Outsourcing takes place when an organization transfers the ownership of a business process to a supplier. The key to this definition is the aspect of transfer of control. This definition differentiates outsourcing from business relationships in which the buyer retains control of the process or, in other words, tells the supplier how to do the work. It is the transfer of ownership that defines outsourcing and often makes it such a challenging, painful process. In outsourcing, the buyer does not instruct the supplier how to perform its task but, instead, focuses on communicating what results it wants to buy; it leaves the process of accomplishing those results to the supplier.

Outsourcing is defined as the "the process of transferring an existing business function, including the relevant physical and/or human assets, to an external provider in order to strategically use outside resources to perform activities previously handled in-house."

Outsourcing involves transferring a significant amount of management control and decision-making to the outside supplier. Buying products from another entity is not outsourcing or out-tasking, but merely a vendor relationship. Likewise, buying services from a provider is not necessarily outsourcing or out-tasking. Outsourcing always involves a considerable degree of two-way information exchange, coordination, and trust.

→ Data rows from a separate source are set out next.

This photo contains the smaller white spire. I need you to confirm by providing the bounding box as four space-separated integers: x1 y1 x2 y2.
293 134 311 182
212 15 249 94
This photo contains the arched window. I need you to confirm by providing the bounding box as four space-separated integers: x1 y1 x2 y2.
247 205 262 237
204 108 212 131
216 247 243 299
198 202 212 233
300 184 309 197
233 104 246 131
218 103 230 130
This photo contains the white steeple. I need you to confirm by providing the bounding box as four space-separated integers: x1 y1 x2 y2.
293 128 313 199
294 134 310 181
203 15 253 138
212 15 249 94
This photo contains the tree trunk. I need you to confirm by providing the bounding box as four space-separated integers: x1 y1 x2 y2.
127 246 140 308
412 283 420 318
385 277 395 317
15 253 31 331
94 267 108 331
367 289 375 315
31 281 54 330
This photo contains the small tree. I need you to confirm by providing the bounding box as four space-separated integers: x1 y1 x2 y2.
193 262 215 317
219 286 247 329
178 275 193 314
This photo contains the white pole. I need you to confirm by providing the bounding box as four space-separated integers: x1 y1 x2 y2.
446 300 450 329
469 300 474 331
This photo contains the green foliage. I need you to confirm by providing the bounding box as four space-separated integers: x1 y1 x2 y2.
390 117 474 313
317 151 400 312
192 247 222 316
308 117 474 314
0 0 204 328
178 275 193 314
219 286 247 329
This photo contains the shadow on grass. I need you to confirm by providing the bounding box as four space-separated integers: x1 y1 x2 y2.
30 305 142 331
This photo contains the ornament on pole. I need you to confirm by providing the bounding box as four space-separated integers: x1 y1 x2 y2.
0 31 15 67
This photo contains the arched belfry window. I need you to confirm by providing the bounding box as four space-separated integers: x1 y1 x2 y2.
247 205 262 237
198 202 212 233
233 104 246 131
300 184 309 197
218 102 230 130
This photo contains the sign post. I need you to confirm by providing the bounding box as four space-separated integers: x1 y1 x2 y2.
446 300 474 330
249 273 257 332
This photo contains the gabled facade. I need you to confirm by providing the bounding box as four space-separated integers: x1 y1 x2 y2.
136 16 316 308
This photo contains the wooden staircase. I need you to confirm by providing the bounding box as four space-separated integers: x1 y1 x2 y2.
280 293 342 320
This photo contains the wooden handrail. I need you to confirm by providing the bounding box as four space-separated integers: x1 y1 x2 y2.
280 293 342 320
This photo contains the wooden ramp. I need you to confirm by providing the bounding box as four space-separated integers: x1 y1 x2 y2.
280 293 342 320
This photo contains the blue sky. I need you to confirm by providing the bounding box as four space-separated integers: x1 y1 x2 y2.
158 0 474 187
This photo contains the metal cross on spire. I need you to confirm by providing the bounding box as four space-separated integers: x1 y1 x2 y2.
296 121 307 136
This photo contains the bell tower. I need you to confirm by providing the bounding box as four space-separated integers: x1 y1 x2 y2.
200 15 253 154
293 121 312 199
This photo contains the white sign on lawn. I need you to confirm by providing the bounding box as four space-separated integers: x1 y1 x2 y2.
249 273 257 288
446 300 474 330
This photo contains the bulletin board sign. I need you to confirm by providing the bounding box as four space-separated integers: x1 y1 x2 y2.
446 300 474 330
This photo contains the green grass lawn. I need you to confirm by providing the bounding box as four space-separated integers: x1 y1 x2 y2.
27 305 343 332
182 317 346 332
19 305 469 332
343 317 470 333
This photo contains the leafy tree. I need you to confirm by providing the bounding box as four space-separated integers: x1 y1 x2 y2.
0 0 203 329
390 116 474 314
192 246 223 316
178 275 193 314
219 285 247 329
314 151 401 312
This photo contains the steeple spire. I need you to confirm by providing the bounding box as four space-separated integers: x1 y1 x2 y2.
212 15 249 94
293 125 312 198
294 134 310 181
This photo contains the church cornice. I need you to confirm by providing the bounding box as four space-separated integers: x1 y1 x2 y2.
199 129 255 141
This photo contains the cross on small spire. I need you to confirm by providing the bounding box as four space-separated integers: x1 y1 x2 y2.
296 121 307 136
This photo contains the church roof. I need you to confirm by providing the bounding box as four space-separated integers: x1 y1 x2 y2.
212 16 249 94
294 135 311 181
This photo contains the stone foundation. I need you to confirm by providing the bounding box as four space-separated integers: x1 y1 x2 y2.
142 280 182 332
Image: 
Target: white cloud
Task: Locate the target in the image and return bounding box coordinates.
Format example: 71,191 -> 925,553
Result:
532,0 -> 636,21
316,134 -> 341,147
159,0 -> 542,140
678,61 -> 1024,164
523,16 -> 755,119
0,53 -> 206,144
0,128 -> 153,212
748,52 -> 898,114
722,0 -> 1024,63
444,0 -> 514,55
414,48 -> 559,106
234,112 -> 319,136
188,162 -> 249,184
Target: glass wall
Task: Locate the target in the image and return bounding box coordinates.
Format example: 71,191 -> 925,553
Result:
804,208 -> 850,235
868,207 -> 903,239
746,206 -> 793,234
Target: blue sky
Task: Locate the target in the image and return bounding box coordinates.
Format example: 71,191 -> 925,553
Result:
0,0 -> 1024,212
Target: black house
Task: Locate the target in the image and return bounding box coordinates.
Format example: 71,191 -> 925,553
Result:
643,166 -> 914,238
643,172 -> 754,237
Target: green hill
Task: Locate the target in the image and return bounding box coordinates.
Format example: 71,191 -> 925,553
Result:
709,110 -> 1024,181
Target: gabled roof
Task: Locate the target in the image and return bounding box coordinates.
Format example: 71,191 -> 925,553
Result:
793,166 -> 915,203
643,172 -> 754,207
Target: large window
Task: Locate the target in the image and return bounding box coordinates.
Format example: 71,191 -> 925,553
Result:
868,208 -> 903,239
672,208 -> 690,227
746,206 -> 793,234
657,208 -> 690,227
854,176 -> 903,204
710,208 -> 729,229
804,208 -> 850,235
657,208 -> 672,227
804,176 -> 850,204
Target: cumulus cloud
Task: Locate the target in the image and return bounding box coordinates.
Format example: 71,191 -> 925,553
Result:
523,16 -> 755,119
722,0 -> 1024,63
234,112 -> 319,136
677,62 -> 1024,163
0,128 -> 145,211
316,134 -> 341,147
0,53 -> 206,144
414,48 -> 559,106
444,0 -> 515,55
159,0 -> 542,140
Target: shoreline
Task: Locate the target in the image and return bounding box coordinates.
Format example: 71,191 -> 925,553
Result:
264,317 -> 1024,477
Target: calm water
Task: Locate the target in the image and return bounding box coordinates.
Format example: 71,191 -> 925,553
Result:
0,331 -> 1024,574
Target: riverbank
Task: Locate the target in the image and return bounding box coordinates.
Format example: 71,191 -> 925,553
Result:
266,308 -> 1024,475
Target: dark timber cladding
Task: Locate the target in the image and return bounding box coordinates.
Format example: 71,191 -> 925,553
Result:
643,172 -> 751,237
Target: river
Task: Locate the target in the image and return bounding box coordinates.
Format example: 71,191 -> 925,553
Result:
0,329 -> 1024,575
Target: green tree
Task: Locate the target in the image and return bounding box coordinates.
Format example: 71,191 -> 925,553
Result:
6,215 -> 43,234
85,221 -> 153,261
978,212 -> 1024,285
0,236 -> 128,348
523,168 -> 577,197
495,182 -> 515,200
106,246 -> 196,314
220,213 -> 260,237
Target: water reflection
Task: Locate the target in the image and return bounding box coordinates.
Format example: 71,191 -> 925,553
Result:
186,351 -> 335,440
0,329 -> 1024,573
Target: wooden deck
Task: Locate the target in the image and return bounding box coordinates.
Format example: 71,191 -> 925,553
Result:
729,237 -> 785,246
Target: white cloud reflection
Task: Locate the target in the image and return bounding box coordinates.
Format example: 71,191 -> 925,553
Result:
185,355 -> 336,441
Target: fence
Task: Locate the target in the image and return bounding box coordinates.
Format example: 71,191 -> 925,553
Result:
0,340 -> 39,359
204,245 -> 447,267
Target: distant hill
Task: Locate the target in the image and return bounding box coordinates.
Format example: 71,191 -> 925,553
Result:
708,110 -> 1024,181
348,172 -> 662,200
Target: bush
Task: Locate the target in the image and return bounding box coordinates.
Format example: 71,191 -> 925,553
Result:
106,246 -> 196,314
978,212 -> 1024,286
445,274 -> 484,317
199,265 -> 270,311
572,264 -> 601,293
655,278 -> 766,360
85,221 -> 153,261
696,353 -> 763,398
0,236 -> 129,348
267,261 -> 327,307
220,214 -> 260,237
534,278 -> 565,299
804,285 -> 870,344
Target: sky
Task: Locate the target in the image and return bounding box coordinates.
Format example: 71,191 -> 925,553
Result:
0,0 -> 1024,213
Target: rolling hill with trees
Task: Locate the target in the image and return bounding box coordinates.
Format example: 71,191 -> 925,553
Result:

Organizations that deliver such services feel that outsourcing requires the turning over of management responsibility for running a segment of business. In theory, this business segment should not be mission-critical, but practice often dictates otherwise. Many companies look to employ expert organizations in the areas targeted for outsourcing. Business segments typically outsourced include information technology, human resources, facilities and real estate management, and accounting. Many companies also outsource customer support and call center functions, manufacturing and engineering. Outsourcing business is often characterized by expertise not inherent to the core of the client organization.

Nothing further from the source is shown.